Et pour cause. La compagnie low cost considère que tous ses salariés pilotes et PNC employés à bord de ses avions travaillent en Irlande et dépendent du droit irlandais… Puisque les avions Ryanair sont immatriculés en Irlande, pays du siège social de la compagnie laquelle compte toutefois de nombreuses bases en Europe.

Cette situation est dénoncée depuis des années par le syndicat FO des PNC (SNPNC) de même que par l’association EurEcca (European cabin crew association) dont le SNPNC-FO est membre fondateur.

Ils fustigent tous deux le caractère moins disant des conditions d’emplois et de salaires pratiquées par Ryanair et condamnent le dumping social que cette situation entraîne au plan européen.

Les contrats, rédigés en anglais, de ces six PNC donc les cas ont été examinés par la Cour stipulaient que la base d’affectation de ces salariés était en Belgique, en l’occurrence à Charleroi. Ces contrats établissaient aussi une clause attributive en faveur des juridictions irlandaises.

Peu importe la nationalité de l’avion

Par son arrêt la Cour de justice de l’Union européenne fait voler en éclat les méthodes prétendument légitimes appliquées par la low cost en matière de contrats de travail.

Ainsi estime la Cour l’État membre à partir duquel un membre du personnel navigant d’une compagnie aérienne ou mis à sa disposition accomplit habituellement son travail n’est pas assimilable au territoire de l’État membre dont les aéronefs de cette compagnie aérienne ont la nationalité.

Si, explique encore la Cour, la notion de lieu où le travailleur accomplit habituellement son travail ne peut être assimilable à celle de « base d’affectation » du salarié, cela ne signifie pas pour autant que cette dernière notion soit dénuée de toute pertinence afin de déterminer […] le lieu à partir duquel un travailleur accomplit habituellement son travail. La notion de lieu à partir duquel des salariés PNC prennent habituellement ou finissent leur service est donc essentielle et liée à celle de « base d’affectation ».

La cour rappelle encore les règles européennes encadrant notion de base d’affectation.
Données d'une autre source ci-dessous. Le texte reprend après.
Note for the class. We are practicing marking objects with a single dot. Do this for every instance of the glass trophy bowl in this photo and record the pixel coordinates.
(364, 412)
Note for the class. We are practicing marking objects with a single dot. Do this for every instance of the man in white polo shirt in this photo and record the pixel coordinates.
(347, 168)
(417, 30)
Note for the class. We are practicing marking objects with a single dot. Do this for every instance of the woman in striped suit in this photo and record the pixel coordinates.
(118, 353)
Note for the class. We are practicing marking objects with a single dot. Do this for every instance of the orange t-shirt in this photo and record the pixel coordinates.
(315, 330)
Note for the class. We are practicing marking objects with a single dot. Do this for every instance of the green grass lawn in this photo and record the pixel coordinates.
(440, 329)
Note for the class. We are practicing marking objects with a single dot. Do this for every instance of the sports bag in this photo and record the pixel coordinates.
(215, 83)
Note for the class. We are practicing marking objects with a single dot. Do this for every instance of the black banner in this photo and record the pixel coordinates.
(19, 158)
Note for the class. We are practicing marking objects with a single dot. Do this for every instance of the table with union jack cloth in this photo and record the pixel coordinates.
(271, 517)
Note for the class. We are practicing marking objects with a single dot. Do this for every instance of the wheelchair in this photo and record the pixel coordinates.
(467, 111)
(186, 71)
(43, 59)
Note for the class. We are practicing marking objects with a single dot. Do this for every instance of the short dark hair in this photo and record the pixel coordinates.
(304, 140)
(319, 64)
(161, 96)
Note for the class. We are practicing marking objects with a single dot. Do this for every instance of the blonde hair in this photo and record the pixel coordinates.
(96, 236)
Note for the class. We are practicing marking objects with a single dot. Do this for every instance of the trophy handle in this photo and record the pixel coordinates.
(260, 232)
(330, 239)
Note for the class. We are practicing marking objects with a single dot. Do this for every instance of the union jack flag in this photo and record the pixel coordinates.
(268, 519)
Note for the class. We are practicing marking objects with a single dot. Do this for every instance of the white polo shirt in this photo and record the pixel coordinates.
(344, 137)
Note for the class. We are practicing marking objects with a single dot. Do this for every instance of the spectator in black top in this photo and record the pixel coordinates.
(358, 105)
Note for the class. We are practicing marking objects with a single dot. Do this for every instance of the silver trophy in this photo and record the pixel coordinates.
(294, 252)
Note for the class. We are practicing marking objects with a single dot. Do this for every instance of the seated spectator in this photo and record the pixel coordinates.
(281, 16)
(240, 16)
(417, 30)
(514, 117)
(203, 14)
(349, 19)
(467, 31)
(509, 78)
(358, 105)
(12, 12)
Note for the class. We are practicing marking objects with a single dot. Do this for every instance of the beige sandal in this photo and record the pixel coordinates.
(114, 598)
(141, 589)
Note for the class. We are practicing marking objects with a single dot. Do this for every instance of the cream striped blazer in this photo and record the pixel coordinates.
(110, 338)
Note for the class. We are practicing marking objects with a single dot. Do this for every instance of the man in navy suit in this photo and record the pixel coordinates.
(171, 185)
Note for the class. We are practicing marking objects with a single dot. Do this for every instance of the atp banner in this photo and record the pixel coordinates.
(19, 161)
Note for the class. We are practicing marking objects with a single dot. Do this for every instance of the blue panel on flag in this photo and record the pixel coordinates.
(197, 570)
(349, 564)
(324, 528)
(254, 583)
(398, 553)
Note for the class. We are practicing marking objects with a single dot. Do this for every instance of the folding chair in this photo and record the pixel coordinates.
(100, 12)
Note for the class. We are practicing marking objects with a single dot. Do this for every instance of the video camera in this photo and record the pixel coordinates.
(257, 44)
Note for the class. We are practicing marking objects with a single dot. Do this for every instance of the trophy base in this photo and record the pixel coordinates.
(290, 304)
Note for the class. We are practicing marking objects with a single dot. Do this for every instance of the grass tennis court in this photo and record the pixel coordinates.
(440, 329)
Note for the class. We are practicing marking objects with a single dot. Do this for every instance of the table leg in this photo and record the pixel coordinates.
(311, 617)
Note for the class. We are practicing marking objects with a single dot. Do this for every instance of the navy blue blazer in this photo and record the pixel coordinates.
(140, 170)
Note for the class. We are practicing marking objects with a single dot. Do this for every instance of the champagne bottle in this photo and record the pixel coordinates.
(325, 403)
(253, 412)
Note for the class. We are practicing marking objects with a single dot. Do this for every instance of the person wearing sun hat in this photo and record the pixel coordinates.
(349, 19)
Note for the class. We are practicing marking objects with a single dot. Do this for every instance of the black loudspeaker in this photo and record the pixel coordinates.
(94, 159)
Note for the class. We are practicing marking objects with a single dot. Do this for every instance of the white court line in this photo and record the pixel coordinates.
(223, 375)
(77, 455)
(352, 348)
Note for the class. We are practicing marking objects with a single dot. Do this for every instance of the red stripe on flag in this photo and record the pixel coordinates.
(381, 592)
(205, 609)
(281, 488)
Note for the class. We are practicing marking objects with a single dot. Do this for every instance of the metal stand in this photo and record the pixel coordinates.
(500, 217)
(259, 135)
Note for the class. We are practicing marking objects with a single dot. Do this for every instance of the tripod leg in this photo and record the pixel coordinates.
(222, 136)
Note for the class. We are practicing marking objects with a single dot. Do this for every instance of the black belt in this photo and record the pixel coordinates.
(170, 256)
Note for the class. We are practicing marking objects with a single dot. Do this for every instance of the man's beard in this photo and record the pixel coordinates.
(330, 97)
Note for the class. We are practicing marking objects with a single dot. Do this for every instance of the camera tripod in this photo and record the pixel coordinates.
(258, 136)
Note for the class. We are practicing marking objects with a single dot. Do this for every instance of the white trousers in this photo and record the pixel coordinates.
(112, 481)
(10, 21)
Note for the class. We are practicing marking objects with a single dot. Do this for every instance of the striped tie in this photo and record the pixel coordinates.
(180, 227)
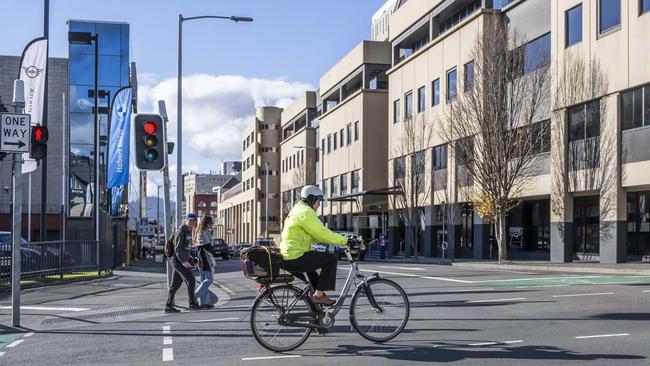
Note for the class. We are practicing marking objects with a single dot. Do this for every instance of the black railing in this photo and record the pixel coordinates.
(40, 259)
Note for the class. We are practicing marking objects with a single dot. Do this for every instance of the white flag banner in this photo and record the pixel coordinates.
(32, 72)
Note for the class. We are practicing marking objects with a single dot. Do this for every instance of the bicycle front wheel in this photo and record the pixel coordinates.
(265, 319)
(380, 310)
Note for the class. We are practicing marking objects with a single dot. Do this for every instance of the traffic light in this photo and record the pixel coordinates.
(149, 142)
(39, 142)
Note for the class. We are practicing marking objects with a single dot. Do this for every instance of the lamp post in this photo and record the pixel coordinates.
(179, 80)
(87, 38)
(322, 171)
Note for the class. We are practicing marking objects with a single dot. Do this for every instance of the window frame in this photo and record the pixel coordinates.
(566, 26)
(448, 73)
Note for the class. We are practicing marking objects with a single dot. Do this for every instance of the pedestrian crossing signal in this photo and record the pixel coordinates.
(39, 137)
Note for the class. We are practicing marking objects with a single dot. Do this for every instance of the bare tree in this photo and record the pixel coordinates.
(409, 175)
(492, 126)
(585, 151)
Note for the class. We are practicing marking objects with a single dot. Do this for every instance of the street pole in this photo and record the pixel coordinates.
(19, 103)
(179, 105)
(179, 124)
(166, 183)
(266, 204)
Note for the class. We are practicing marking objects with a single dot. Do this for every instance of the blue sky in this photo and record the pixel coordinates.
(229, 68)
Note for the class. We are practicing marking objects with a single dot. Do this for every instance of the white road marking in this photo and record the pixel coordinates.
(212, 320)
(269, 357)
(414, 275)
(168, 354)
(404, 268)
(498, 300)
(46, 308)
(592, 294)
(386, 350)
(603, 335)
(15, 343)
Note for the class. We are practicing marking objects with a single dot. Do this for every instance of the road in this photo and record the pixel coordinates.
(459, 317)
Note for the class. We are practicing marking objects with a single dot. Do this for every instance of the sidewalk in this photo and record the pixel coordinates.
(633, 268)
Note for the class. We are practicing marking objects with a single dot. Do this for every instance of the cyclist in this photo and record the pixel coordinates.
(302, 228)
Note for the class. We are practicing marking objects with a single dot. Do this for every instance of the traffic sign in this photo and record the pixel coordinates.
(15, 134)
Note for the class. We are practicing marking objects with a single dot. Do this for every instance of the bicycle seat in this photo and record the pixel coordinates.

C’est le lieu à partir duquel le personnel navigant débute systématiquement sa journée de travail et la termine à cet endroit en y organisant son travail quotidien et à proximité duquel les employés ont, durant la période d’exécution de leur contrat de travail, établi leur résidence et sont à la disposition du transporteur aérien.

Quand la base d’affectation devient un indice…
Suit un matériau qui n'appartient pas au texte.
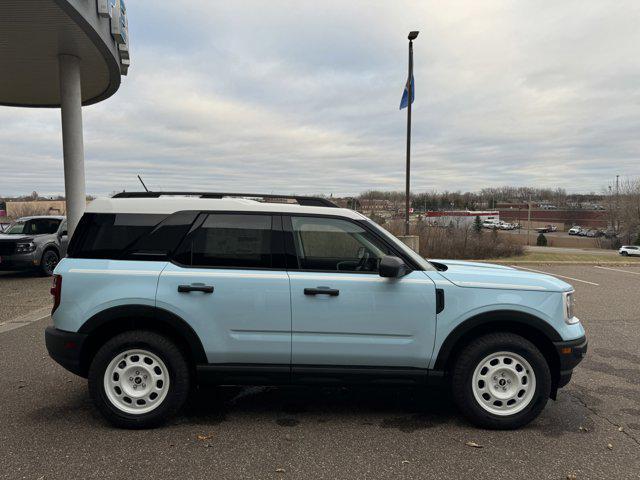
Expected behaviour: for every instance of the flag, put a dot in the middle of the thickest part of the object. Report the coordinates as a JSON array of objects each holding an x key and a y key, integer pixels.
[{"x": 405, "y": 95}]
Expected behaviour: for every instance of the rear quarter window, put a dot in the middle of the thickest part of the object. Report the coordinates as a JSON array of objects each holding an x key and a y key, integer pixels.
[{"x": 110, "y": 235}]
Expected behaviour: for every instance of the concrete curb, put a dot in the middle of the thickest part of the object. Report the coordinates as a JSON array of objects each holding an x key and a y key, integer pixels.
[{"x": 25, "y": 319}]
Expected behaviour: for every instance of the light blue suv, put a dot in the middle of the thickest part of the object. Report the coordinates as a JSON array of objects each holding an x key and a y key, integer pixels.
[{"x": 161, "y": 292}]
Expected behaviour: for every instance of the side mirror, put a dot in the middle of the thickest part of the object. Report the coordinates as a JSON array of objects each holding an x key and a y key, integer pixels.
[{"x": 392, "y": 267}]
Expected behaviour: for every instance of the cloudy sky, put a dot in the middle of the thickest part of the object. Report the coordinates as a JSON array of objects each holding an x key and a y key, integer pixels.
[{"x": 302, "y": 97}]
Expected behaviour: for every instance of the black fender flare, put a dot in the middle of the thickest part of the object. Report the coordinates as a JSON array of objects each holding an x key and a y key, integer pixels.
[
  {"x": 504, "y": 320},
  {"x": 51, "y": 246},
  {"x": 127, "y": 317}
]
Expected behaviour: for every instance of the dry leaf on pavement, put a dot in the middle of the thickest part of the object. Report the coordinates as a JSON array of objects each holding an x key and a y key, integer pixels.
[{"x": 473, "y": 444}]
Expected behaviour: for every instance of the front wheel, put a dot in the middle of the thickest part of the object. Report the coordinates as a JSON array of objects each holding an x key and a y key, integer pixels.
[
  {"x": 138, "y": 379},
  {"x": 501, "y": 381}
]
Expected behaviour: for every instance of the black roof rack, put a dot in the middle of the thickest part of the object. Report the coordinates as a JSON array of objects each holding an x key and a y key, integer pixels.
[{"x": 301, "y": 200}]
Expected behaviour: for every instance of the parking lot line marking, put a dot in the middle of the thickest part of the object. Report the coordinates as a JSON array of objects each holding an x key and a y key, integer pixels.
[
  {"x": 618, "y": 270},
  {"x": 557, "y": 275}
]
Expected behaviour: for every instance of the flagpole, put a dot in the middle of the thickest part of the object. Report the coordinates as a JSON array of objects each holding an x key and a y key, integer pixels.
[{"x": 407, "y": 203}]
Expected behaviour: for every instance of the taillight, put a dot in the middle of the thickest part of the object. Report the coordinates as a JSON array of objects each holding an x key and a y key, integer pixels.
[{"x": 56, "y": 291}]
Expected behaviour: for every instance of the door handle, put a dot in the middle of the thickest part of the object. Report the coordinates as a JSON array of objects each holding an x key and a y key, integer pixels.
[
  {"x": 332, "y": 292},
  {"x": 195, "y": 287}
]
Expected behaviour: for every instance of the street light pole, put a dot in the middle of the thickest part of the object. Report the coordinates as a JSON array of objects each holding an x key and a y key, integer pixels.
[{"x": 412, "y": 36}]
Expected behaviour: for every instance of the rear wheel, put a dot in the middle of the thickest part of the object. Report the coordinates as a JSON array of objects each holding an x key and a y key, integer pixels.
[
  {"x": 138, "y": 379},
  {"x": 48, "y": 262},
  {"x": 501, "y": 381}
]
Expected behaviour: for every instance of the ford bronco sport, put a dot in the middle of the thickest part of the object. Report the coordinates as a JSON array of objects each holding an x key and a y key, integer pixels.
[
  {"x": 34, "y": 243},
  {"x": 164, "y": 291}
]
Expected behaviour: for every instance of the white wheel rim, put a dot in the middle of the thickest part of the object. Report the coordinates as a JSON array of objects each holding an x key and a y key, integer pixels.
[
  {"x": 136, "y": 381},
  {"x": 503, "y": 383}
]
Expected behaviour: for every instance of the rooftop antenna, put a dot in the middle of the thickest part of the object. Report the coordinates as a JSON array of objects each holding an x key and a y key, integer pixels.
[{"x": 145, "y": 187}]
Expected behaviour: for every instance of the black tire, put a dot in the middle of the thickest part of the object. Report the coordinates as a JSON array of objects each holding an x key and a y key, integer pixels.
[
  {"x": 469, "y": 359},
  {"x": 167, "y": 352},
  {"x": 48, "y": 262}
]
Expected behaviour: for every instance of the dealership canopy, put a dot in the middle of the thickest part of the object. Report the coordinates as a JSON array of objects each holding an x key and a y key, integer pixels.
[{"x": 63, "y": 53}]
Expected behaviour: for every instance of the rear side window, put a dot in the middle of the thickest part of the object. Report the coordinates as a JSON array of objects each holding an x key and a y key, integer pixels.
[
  {"x": 109, "y": 235},
  {"x": 163, "y": 239},
  {"x": 229, "y": 241}
]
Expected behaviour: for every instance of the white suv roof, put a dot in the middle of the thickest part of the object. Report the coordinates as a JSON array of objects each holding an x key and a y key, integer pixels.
[{"x": 172, "y": 204}]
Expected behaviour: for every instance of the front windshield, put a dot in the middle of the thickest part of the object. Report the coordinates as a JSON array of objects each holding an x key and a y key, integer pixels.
[
  {"x": 414, "y": 255},
  {"x": 34, "y": 226},
  {"x": 16, "y": 228}
]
Concrètement, la notion de base d’affectation, par exemple Charleroi, constitue un élément susceptible de jouer un rôle significatif dans l’identification des indices permettant […] de déterminer le lieu à partir duquel des travailleurs accomplissent habituellement leur travail et partant, la compétence d’une juridiction susceptible d’avoir à connaître un recours formé par eux.

En cas de litige avec leur employeur, les salariés sont donc tout à fait en droit de se tourner vers une juridiction du pays de leur base d’affectation.

Pour l’association de navigants commerciaux EurEccan créée en 2014 et qui représente 40 000 PNC syndiqués en Europe le modèle social de Ryanair est remis en cause par la CJUE. La compagnie prétendait que seuls les tribunaux irlandais avaient compétence sur des milliers de pilotes et d’équipages de cabine en privant nombre d’entre eux d’accéder à l’aide juridique à l’endroit où réellement ils travaillent rappelle EurEccan.

Mettre un terme au dumping social

Cette décision est d’autant plus importante que la nouvelle Directive sur les travailleurs détachés est à l’ordre du jour s’inquiète l’association européenne qui réitère sa demande d’une définition plus claire de la notion de base d’affectation afin de mettre un terme au dumping social et au flou juridique largement exploité par certaines compagnies.

L’arrêt de la CJUE garantit toutefois la sécurité juridique nécessaire pour tous les équipages en Europe. Cette décision rend possible de contester des clauses d’emploi douteuses et aidera à briser les échappatoires juridiques qui ont permis à de nombreuses compagnies aériennes de pratiquer du dumping social en toute impunité.